Nadia Cakes is a family-run bakery owned by husband and wife duo Carlos and Abby Jimenez. Abby started Nadia Cakes out of her home in Los Angeles in 2007 and expanded into her first award-winning location there in 2009. Since opening, Abby has been the lead baker at the shop, and Carlos has served as CFO. Wanting to open a second bakery-but not in the competitive Los Angeles market, the Jimenez' spent five weeks during the summer of 2011 visiting 23 states before selecting Maple Grove, Minn., as their home and the home of their newest Nadia Cakes retail bakery.  Construction on the Maple Grove store, which is expected to open in March in the Shoppes at Arbor Lakes, is currently underway.

For more information about Nadia Cakes, visit

Cream Cheese Frosting 
(makes frosting for 24 cupcakes)

16 ounces cream cheese
1/2 cup unsalted sweet cream butter
5 cups confectioners sugar
1 teaspoon vanilla extract

Whip cream cheese and butter until combined. Add in sugar and vanilla and whip until smooth.

Cheesecake Cupcakes 
(makes 12 cupcakes)

Graham Cracker Crust:
1/2 stick butter, melted
4 ounces graham crackers

Cheesecake Cupcakes:
1 3/4 cup cream cheese
1/2 cup granulated sugar
2 tablespoons flour
4 tablespoons sour cream
1 teaspoon vanilla bean paste
1 egg, at room temperature

Sour Cream Glaze:
1 cup sour cream
1 tablespoon granulated sugar
1 teaspoon vanilla bean paste

Fresh Whipped Cream, recipe follows
Mixed Berry Compote, recipe follows

Preheat the oven to 350 degrees F. Line a regular-sized muffin tin with 12 aluminum cupcake liners.

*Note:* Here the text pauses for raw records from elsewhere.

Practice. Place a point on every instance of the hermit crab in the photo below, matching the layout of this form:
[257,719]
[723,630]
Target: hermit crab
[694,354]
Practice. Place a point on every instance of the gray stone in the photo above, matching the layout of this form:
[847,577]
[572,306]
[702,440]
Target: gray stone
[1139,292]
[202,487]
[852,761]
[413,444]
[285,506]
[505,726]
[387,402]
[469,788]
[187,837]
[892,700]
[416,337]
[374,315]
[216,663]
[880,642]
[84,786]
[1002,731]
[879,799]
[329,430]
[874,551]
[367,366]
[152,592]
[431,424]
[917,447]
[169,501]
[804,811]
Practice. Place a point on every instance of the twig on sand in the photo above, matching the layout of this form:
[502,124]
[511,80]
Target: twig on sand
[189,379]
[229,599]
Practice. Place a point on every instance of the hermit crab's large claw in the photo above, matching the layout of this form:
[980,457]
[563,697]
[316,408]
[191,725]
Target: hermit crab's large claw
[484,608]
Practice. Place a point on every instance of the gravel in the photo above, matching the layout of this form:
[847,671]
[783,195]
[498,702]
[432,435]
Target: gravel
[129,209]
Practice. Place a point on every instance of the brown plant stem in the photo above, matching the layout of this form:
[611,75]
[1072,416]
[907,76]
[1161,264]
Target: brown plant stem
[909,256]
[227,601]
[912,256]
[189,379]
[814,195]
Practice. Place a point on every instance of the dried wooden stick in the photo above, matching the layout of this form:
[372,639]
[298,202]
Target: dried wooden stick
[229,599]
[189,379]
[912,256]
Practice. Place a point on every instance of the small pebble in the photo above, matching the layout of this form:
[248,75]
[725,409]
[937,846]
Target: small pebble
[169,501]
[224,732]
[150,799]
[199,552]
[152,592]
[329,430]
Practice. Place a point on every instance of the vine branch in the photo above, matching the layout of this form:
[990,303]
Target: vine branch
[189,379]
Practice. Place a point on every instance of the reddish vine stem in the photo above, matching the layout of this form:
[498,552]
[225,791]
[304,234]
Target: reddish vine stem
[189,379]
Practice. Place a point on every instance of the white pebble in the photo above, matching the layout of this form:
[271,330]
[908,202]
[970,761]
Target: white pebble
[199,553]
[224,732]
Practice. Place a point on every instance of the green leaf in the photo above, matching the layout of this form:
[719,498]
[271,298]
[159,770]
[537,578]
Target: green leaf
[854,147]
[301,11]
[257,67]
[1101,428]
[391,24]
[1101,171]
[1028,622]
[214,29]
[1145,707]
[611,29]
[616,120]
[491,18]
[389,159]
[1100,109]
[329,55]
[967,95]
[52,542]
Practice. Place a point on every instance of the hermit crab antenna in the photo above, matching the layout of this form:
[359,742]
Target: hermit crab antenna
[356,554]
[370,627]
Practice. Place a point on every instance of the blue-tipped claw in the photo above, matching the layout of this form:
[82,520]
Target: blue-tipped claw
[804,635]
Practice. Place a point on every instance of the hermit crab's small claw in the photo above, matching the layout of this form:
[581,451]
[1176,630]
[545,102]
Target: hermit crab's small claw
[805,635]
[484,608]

For the graham cracker crust: Put the melted butter and graham crackers in a food processer. Blend until the graham crackers are crushed. Press 1 tablespoon of graham cracker mixture into the bottom of each cupcake liner, making sure to pack it down.

For the cheesecake cupcakes: In the bowl of an electric mixer fitted with the whisk attachment, beat the cream cheese on medium speed until fluffy, about 3 minutes, scraping down the sides as needed.

In a large bowl, whisk together the sugar and flour. With the mixer on low speed, gradually add the sugar mixture to the cream cheese and mix until smooth. Add the sour cream and vanilla paste and mix until smooth. Add the egg, beating until just combined; do not over mix.

Fill the cupcake liners three-quarters full. Bake for 15 minutes. Cool slightly until the cupcakes become concave.

For the sour cream glaze: In a medium bowl, stir together the sour cream, sugar and vanilla paste. Place a heaping tablespoon of glaze in the center of each cupcake. Return to the oven for 10 minutes. Cool to room temperature on a wire rack, and then chill in the refrigerator until cold, at least 2 hours.

To assemble: Pipe Fresh Whipped Cream around the rim of the cupcake leaving an empty space in the middle. Fill the empty space in the middle with Mixed Berry Compote.

Fresh Whipped Cream:
1 cup heavy whipping cream
3 tablespoons sugar

Using the bowl of an electric stand mixer fitted with whisk attachment, whip the heavy cream and sugar until soft peaks form. Put into a pastry bag fitted with a star tip.

Mixed Berry Compote:
1/2 cup blueberries
1/2 cup raspberries
1/2 cup strawberries
3 tablespoons sugar

In medium saucepan over medium-high heat, bring the berries and sugar to a boil, stirring constantly until thick. Remove from the heat and chill until cold.